The long, tall stems of Dog Fennel change from spring and summer green to a more red color in autumn.
The tiny white daisy-like Dog Fennel flowers bloom in September and give way to tiny red berries in the fall. These berries produce hairy seeds that catch the wind to help spread this plant.
Dog Fennel is native to the eastern and southern U.S., from Massachusetts and Missouri to Texas and Florida. It is also found on the nearby islands of Cuba and the Bahamas.
Eupatorium capillifolium is the botanical name of this plant. “Capillifolium” aptly means “hair-leaf” in Latin.
The common name Dog Fennel came about because this plant looks a little like the herb fennel, which is used in many cooking cultures, as well as the fact that this weed was once commonly placed on the floor of dog kennels to ward off fleas and ticks.
That kennel trick worked because Dog Fennel contains the chemical pyrrolizidine, which is a toxic alkaloid. If consumed by birds and mammals, pyrrolizidine could cause liver damage – the liver clogs and begins to retain fluid – and may even cause death.

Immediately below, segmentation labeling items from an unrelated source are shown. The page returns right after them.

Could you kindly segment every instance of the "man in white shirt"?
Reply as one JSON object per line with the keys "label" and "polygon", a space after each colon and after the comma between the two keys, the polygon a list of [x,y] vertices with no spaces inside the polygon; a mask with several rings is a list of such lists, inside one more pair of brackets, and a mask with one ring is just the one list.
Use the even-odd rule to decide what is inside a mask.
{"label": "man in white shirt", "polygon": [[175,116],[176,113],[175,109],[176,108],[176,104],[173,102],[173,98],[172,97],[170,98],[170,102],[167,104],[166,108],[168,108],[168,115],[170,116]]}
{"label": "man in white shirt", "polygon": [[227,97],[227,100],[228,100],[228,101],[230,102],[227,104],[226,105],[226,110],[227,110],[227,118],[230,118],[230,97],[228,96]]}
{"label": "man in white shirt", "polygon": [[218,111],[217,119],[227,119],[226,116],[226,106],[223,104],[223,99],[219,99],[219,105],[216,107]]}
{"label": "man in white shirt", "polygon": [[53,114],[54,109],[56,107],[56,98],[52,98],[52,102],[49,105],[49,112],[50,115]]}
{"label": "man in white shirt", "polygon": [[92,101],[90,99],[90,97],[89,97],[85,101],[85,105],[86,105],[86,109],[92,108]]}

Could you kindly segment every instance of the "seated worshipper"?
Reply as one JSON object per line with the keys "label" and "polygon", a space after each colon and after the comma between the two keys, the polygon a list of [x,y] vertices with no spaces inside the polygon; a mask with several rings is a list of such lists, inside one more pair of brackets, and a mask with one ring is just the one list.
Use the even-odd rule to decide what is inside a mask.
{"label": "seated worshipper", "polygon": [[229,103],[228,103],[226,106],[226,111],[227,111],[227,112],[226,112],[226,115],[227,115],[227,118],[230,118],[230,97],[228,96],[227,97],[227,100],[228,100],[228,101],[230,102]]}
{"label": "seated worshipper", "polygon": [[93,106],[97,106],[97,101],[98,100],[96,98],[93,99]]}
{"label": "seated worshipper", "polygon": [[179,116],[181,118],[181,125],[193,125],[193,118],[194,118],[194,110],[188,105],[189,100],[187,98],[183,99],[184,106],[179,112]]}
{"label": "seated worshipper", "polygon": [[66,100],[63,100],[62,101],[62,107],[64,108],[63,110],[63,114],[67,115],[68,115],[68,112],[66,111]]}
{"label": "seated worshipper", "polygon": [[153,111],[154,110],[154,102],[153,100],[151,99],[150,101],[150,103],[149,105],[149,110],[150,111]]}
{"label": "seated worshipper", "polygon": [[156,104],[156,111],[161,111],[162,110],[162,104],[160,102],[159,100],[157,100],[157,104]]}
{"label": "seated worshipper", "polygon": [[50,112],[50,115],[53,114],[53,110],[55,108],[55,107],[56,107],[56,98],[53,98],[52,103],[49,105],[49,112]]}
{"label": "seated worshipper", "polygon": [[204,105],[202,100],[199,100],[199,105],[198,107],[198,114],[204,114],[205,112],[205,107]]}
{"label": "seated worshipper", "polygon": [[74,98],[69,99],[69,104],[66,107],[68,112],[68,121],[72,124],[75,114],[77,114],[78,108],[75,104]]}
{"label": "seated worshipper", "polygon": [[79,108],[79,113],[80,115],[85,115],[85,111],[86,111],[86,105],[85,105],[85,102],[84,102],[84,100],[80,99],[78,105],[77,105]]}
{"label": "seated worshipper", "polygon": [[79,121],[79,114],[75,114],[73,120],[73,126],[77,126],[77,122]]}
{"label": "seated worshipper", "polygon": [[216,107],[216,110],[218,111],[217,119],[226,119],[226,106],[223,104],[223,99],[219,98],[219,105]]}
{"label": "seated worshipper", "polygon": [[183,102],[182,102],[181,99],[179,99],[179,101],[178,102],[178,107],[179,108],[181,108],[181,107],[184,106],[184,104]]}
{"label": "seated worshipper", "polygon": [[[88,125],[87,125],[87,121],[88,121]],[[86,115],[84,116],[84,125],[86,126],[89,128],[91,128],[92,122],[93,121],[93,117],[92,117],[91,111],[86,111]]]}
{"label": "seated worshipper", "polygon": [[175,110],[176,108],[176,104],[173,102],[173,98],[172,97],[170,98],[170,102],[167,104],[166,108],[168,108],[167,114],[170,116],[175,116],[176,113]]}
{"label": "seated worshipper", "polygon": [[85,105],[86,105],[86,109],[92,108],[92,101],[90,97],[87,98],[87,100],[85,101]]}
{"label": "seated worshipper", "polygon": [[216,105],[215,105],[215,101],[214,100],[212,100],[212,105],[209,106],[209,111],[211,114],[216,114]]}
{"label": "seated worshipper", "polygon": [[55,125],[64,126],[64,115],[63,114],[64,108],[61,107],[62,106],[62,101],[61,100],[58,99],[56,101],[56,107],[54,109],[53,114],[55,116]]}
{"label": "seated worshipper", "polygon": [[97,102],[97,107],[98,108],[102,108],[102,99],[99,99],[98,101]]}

That’s why you will often see Dog Fennel standing tall in fields that otherwise are being grazed low by cattle: Livestock know better than to eat it.
Scientists think the plant produces pyrrolizidine as a defense against getting eaten, and they have good reasons to believe that.
One is the fascinating relationship between beautiful Scarlet-Bodied Wasp Moth and Dog Fennel.
When it comes time to mate, a male Scarlet-Bodied Wasp Moth will land on a Dog Fennel plant and throw up a chemical that dissolves the leaves. He then laps up the pyrrolizidine-laden liquid and goes searching for a mate. When he finds her, he will begin a nine-hour mating process that involves coating his date with Dog Fennel juice and transferring some to the eggs as they are fertilized. As a result of painting both his girlfriend and her eggs with a toxic chemical, his offspring have an improved chance of survival.
Scientists testing this observation took a female Scarlet-Bodied Wasp Moth that had been doused with pyrrolizidine and put her in the web of a banana spider. The spider promptly cut the moth from its web and freed it.
People can also benefit from this chemical by rubbing crushed Dog Fennel on their clothing as an insect repellent. Just don’t eat it. Although there have been reports of some people using Dog Fennel as a cooking herb with no obvious ill effects, there have also been reports of people who have permanently damaged their livers by consuming small amounts.
Dog Fennel played an interesting role in the life of early American legend Johnny Appleseed, whose real name was John Chapman. In 1802, Chapman lashed two canoes together and floated 16 bushels of apple seeds down the Ohio River, planting apples and preaching at homesteads across rural America. He charged a few cents per tree and used that money to buy more seed to continue his mission. He was well loved for his work with apple trees but not so much for also planting Dog Fennel on each farm he visited, which he thought provided protection against malaria. As it turns out, Dog Fennel didn’t ward off malaria; however, it is invasive and within a few seasons, Dog Fennel spread to the pastures and newly tilled fields on the farms that Chapman visited.